When i try to refresh my site, in phpdig admin, pdf files are found, and seems to be indexed.. but when i try to search a name in the pdf text.. no responses..

So where could be the problem ?

Charter 01-06-2004 10:02 AM

Hi. Are you using Windows? If so, set define('USE_IS_EXECUTABLE_COMMAND','0');

Also, are you indexing a page that links to the PDFs or trying to index the PDFs directly?

zevince 01-06-2004 12:24 PM

I'm running linux, a mandrake 9.1 but i've reinstalled apache and php from the base source

i'm indexing pdf which are linked in some articles, an example :
http://umvf.cochin.univ-paris5.fr/ar...id_article=295

Charter 01-06-2004 02:23 PM

Hi. From that PDF document, I get the following:
Code:

mysql> select keywords.* from engine,keywords
where engine.key_id = keywords.key_id and
engine.spider_id = xxxxx;
+--------+------------+-----------+
| key_id | twoletters | keyword  |
+--------+------------+-----------+
|  xxxxx | 19        | 1995      |
|  xxxxx | 50        | 500      |
|  xxxxx | 30        | 300      |
|  xxxxx | 80        | 80-100    |
|  xxxxx | in        | infection |
|  xxxxx | na        | nantes    |
|  xxxxx | na        | nancy    |
+--------+------------+-----------+
7 rows in set (0.01 sec)

Are you able to find results for any of the keywords in the keyword column above? Also, do you know what encoding was used to make this PDF file?

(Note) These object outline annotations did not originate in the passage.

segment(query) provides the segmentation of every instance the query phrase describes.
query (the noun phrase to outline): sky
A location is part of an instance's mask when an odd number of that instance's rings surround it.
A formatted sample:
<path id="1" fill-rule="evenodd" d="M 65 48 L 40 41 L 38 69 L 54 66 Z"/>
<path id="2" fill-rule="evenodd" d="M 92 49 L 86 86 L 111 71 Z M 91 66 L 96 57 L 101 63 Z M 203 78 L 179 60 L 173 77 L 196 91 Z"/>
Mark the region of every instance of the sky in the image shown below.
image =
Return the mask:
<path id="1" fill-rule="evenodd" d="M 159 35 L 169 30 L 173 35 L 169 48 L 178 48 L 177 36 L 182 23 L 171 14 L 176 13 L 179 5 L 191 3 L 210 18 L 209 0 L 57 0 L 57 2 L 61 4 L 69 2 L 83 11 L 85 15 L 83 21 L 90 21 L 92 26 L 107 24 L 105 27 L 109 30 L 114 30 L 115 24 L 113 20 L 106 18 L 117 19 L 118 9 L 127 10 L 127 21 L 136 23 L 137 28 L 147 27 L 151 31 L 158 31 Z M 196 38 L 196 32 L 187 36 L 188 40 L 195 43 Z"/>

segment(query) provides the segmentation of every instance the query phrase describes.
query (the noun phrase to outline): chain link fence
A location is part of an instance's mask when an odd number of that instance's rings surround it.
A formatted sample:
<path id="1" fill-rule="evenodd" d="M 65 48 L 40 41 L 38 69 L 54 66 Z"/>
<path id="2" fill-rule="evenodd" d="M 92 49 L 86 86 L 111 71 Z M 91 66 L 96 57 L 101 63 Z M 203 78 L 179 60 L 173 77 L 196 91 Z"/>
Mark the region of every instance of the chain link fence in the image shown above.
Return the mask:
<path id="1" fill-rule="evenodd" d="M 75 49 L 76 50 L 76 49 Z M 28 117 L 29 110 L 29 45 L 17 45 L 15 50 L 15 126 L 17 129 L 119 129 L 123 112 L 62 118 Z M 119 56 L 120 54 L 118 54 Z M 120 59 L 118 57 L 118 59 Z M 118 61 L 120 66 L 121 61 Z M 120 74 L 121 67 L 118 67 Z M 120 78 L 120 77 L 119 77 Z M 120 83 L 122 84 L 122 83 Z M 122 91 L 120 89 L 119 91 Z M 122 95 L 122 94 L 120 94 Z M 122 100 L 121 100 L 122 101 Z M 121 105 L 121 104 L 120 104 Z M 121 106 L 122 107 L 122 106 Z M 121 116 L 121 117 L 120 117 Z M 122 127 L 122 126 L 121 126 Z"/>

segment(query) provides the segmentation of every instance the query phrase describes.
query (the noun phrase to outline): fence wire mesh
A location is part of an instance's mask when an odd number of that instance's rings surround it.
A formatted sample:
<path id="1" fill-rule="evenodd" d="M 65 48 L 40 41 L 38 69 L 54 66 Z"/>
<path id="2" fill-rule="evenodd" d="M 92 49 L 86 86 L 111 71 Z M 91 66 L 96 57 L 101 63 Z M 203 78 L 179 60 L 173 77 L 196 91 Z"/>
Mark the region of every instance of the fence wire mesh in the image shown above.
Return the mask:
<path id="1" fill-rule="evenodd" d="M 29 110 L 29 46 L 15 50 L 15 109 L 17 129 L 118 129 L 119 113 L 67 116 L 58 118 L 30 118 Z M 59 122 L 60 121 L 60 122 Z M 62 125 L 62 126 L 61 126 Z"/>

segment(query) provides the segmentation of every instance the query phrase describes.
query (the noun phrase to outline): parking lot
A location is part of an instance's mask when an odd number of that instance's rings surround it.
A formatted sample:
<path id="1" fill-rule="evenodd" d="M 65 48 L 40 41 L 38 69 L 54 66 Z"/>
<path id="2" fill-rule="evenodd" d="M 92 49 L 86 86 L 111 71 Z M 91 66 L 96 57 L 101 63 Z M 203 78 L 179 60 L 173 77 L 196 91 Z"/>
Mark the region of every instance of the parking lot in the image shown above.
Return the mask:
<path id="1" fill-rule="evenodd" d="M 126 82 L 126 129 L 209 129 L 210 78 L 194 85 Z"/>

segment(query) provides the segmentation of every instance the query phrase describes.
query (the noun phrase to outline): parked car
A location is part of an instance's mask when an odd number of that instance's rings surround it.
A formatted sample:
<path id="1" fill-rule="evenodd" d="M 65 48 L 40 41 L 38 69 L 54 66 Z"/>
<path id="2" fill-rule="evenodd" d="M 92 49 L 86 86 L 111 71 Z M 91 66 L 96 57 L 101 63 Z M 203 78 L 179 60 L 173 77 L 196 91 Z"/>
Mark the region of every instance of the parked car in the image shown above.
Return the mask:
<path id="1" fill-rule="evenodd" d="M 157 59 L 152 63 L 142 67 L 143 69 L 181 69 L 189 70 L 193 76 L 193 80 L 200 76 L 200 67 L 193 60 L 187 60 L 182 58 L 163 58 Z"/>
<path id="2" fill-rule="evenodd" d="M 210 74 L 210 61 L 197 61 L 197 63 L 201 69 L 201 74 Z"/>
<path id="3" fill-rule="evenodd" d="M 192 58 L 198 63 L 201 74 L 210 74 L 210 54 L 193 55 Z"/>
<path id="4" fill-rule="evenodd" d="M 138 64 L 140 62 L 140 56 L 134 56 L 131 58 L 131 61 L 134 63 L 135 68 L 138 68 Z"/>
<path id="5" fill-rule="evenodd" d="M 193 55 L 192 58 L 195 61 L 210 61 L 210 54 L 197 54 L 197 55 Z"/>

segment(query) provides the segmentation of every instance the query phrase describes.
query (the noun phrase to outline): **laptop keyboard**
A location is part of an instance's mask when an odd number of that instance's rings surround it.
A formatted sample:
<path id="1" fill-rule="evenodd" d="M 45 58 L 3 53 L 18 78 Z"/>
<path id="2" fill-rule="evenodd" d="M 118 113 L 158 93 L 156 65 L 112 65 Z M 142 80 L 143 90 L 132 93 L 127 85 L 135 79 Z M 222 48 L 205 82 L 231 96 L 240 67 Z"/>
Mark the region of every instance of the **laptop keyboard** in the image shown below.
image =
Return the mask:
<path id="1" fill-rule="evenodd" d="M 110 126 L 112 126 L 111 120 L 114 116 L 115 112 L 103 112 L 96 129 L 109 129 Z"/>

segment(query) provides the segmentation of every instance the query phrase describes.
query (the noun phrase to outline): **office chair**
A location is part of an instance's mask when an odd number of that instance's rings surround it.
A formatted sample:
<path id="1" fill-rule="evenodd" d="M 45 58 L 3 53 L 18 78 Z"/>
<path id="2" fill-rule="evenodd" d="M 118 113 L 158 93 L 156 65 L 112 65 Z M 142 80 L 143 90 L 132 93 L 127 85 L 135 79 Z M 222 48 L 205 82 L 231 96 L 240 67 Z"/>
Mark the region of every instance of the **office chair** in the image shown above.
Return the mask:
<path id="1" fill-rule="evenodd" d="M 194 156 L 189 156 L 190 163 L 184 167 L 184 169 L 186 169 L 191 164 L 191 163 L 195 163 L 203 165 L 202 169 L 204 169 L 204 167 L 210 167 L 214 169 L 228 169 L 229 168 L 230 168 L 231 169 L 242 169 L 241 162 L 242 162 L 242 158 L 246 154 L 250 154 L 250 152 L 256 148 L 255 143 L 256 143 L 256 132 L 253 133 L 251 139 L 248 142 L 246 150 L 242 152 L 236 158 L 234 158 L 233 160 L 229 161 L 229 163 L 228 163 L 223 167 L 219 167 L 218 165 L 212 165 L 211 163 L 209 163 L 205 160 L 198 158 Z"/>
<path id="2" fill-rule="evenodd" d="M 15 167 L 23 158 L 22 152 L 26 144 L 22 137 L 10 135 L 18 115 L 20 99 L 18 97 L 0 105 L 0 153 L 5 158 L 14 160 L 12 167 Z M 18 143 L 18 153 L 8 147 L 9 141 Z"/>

zevince 01-07-2004 01:46 AM

hmm... ?
what i'm supposed to search ? scuse me but i'm not quite sure ?

i've tried :
SELECT * FROM `keywords` WHERE keyword = '1995';
SELECT * FROM `keywords` WHERE keyword = '500';
....
SELECT * FROM `keywords` WHERE keyword = 'nancy';

but i've got no results for some of them..and the words which are found may be in others articles.
But i've tried a search for "carayon" which is an author of this pdf, and his name is not found, neither in mysql base, or in the search, of course..

Sorry, but I really don't know anything about the encoding used for pdf files...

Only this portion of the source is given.